At this rate of exponential increase in student gender identities, there will soon not be enough paper in college bureaucrats’ offices to provide official recognition and “safety.” Parents concerned that their little darlings may come home with bruises and abrasion from the whips and leather handcuffs need not worry, though. This proliferation of in-your-face sexual identities is all posturing, just part of the dance between students desperate to find one last means of being transgressive and college bureaucrats eager to show their sensitivity and to justify their six-figure salaries. Students who should be studying European history and the roots of the novel—would that such subjects were still taught—are instead combing the farthest reaches of the American Psychiatric Association’s Diagnostic Manual for ways to distinguish themselves. By posing what they hope will be rejected demands on their administrations, they seek only to prove that they are living a life of oppression.

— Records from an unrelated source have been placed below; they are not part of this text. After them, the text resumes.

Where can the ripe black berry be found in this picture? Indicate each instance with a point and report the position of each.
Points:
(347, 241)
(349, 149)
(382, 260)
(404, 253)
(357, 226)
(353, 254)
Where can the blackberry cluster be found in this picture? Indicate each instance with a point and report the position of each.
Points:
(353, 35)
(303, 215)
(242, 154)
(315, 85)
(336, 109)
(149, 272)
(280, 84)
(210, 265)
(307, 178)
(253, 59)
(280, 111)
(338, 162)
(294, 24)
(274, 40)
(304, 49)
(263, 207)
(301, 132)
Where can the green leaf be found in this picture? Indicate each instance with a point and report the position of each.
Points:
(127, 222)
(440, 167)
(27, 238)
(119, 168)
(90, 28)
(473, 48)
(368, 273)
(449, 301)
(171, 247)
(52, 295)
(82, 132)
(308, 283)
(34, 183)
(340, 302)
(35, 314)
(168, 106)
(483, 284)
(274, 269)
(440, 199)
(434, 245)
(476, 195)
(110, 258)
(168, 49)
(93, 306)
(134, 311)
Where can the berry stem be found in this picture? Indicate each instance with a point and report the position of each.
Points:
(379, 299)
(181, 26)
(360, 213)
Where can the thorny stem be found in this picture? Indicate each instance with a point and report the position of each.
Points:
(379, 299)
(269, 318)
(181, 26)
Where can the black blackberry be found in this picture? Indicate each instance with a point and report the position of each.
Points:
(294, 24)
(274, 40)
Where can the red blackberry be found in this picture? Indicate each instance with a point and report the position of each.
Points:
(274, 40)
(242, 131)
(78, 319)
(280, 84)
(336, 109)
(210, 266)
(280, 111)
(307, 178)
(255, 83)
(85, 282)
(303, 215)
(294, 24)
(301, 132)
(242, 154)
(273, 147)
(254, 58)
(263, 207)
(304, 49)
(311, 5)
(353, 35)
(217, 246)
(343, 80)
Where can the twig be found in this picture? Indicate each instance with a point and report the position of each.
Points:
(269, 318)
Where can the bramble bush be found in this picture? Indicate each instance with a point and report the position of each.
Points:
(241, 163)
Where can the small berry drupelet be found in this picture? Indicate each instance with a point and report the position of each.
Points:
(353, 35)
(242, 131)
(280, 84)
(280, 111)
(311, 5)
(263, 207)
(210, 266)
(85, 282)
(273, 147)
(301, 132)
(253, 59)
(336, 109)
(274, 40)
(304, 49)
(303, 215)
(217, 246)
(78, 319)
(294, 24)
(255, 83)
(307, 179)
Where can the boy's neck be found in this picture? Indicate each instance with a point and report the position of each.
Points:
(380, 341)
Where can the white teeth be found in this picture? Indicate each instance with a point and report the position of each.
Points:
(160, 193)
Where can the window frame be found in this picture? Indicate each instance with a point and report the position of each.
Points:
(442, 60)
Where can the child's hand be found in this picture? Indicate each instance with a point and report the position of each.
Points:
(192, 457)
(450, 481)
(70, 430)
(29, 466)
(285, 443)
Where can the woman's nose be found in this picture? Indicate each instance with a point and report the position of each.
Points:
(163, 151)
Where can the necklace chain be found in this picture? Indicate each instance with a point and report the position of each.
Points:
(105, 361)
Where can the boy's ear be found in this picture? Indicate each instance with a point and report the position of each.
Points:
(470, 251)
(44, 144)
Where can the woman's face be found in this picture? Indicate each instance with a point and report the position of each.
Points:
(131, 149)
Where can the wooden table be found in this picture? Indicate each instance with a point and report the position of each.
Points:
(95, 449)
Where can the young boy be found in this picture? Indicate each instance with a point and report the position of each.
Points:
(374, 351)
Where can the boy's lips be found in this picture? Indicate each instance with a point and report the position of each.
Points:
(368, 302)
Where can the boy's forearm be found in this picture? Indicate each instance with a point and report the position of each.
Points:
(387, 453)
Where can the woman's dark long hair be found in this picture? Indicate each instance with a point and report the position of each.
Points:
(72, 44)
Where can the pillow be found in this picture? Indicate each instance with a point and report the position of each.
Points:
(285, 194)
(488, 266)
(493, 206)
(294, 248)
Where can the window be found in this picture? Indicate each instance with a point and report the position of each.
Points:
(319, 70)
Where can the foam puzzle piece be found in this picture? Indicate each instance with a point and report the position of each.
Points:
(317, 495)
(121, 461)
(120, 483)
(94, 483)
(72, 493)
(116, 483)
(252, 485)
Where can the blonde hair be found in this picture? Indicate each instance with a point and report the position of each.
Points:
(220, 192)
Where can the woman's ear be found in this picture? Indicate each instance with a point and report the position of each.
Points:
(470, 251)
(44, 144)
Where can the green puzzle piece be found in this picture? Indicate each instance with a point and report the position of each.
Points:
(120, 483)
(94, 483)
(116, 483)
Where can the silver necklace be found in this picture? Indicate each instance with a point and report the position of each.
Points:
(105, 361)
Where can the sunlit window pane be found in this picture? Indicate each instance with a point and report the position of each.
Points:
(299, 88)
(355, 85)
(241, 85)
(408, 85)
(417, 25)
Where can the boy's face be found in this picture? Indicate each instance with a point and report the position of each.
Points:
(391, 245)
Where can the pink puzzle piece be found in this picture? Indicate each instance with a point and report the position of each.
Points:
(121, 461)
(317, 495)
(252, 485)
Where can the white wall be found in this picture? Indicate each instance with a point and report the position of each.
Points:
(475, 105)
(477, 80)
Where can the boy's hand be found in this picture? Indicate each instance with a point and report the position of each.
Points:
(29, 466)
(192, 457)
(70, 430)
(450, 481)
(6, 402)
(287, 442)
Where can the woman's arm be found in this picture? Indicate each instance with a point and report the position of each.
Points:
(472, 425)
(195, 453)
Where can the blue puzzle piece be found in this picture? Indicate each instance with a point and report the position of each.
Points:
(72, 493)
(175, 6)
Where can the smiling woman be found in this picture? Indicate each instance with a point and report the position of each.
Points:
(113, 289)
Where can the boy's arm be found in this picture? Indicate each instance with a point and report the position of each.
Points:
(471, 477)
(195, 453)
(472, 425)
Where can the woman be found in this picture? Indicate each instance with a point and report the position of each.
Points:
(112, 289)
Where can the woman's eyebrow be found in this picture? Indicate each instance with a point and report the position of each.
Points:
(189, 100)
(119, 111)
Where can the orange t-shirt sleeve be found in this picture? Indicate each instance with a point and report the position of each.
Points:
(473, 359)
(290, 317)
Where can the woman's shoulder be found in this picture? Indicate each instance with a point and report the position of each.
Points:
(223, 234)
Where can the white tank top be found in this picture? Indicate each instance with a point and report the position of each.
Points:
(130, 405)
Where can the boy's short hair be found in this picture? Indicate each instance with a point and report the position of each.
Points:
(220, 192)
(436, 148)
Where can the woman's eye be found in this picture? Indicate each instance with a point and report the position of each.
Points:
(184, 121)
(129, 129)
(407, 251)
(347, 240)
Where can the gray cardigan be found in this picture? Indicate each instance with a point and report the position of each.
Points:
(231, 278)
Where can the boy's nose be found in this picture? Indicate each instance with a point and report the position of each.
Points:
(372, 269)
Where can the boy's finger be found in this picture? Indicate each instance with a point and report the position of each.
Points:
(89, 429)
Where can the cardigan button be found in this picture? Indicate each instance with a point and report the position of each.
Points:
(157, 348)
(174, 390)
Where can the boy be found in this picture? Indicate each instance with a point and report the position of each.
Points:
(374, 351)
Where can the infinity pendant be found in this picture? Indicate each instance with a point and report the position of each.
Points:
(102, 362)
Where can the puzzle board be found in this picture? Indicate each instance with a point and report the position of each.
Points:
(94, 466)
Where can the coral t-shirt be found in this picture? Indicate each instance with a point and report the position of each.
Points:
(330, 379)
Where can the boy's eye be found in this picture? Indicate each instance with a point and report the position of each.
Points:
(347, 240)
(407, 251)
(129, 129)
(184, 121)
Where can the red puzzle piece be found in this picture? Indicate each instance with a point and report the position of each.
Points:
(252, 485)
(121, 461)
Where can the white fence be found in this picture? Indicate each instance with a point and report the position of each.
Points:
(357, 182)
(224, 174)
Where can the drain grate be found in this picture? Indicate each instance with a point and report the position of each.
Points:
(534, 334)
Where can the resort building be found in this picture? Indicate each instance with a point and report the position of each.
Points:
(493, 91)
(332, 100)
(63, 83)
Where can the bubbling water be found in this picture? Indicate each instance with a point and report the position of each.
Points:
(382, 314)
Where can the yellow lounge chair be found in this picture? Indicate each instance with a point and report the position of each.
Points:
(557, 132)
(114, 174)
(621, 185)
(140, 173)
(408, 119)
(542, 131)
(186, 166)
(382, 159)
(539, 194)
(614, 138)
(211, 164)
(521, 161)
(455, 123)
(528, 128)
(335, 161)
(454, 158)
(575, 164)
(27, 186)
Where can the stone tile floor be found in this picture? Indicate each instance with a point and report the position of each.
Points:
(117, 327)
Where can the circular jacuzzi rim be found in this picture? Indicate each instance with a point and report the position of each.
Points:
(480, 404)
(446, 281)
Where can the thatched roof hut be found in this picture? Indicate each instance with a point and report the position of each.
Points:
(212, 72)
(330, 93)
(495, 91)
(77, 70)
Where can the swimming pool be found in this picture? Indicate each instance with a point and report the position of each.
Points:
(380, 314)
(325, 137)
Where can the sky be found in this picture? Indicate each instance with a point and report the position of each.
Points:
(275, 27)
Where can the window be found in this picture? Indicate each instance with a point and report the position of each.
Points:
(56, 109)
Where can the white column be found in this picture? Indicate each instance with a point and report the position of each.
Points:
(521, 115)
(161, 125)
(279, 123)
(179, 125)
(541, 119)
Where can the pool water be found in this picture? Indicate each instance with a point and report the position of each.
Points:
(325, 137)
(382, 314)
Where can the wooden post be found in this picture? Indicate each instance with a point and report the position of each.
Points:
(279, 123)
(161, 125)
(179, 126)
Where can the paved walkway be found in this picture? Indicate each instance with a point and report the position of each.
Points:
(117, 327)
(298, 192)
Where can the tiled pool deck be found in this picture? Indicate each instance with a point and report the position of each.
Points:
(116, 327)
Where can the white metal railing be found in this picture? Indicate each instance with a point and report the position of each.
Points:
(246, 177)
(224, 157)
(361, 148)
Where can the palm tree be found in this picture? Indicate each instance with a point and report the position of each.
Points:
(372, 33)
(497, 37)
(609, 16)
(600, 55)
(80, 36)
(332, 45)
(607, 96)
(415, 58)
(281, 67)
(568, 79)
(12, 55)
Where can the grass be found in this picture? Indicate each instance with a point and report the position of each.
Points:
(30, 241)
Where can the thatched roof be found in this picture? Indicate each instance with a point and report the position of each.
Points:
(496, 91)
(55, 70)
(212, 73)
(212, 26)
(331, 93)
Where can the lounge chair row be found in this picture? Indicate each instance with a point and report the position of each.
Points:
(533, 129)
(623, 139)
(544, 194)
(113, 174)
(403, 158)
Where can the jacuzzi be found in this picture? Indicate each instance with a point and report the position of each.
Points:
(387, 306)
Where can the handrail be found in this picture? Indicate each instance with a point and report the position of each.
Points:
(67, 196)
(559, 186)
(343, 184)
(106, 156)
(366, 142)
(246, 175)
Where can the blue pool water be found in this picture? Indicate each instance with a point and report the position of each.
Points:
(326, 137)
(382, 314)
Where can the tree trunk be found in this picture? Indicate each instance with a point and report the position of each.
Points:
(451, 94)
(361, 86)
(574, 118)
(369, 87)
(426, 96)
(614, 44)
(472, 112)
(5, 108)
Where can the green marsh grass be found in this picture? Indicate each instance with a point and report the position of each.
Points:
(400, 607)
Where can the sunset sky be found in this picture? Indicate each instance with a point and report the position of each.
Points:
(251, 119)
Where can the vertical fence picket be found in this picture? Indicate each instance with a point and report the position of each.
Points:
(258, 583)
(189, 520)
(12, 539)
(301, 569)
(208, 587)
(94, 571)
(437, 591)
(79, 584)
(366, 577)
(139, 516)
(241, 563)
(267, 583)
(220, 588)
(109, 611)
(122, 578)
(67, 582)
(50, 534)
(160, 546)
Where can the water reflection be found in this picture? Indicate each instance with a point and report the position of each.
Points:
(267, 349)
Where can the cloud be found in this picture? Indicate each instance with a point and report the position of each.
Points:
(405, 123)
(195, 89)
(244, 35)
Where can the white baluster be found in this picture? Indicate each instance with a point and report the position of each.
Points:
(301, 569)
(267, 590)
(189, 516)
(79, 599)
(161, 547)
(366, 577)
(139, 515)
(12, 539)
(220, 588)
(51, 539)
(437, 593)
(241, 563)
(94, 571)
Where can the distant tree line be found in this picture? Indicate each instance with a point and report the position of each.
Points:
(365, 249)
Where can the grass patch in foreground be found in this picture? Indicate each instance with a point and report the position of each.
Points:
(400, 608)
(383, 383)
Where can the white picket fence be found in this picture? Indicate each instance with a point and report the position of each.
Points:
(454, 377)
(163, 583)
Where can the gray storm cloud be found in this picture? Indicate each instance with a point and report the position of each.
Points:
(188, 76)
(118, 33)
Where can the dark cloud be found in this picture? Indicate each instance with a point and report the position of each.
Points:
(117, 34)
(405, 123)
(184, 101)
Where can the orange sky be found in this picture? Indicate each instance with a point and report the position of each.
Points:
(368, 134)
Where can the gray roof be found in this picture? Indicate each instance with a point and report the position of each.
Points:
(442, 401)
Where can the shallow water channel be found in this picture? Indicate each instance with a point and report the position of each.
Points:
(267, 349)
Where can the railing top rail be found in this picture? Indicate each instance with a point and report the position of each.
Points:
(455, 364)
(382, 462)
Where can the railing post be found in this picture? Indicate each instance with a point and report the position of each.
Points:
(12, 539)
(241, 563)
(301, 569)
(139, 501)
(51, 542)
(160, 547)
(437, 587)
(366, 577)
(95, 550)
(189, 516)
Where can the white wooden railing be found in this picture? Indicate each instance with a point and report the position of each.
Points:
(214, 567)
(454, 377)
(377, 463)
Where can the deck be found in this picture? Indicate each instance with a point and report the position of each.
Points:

Despite the seemingly all-inclusive aspirations of the LGBTTQQFAGPBDSM acronym, the university recognizes that not every student will feel comfortable in this new “safe space.” To accommodate still further variations in student interest, Wesleyan’s Office of Residential Life offers a variety of unique living options. Farm House provides students “interested in the politics and culture of food production and sustainability a place to cultivate a mutualistic relationship with the earth that provides them with their lunch everyday.” Residents of Earth House can “espouse the values and principles of social ecology, deep ecology, and eco-feminism” while simultaneously “challenging traditional social structures and replacing them with new, creative and egalitarian alternatives.” African-American upperclassmen are welcome to apply to live in Malcolm X House, where they can dedicate themselves to “the exploration and celebration of the cultural heritage of the African Diaspora, both for themselves and for the larger Wesleyan community.” Turath House is for Arab, Middle Eastern, and Muslim students looking “to articulate their views and express and affirm their culture and religion without fear of harassment and discrimination.”

With so many marginalized groups on campus, one wonders who is left to do the discriminating and oppressing.